Maoge always plays first and we want to know who will be the winner. Assume that both of them take the most optimal strategy.

Input
One line provides two numbers x, y, indicating the number of stones in the two piles, respectively

Output
The winner's name as a string, maoge or maoge233.

Constraint:
x,y<=100000

Answer 1

In this game, the winner is determined by the condition x mod (y + 1) is not equal to 0 or y mod (x + 1) is not equal to 0. Maoge and Maoge233 play optimally to win.

Step-by-step explanation:

In this game, both players will play optimally to win. We can analyze the game using mathematical induction. Let's assume that if there are x stones in one pile and y stones in the other pile, the current player will win if and only if x mod (y + 1) is not equal to 0 or y mod (x + 1) is not equal to 0. If x mod (y + 1) is equal to 0, it means that the current player will lose no matter how many stones are removed from the piles. The same logic applies if y mod (x + 1) is equal to 0.

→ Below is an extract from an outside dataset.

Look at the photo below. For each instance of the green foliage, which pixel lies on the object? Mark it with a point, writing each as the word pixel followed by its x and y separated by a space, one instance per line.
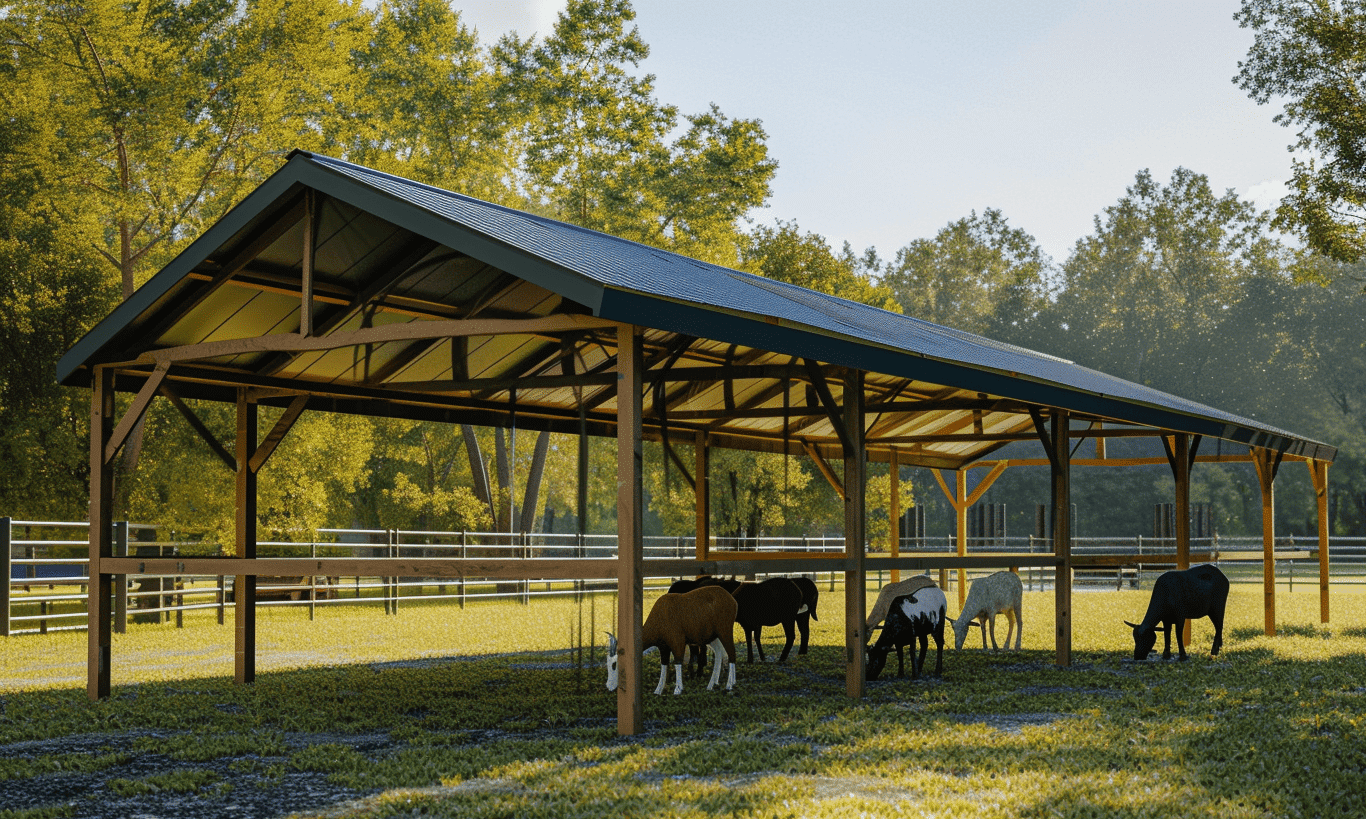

For example, if we have 4 stones in one pile and 5 stones in the other pile, Maoge can choose to remove 1 stone from the pile with 5 stones. Now, there are 4 stones in one pile and 4 stones in the other pile. No matter what move Maoge233 makes, Maoge can always copy the move and ensure that y mod (x + 1) is equal to 0 after Maoge's move. Therefore, Maoge will win this game.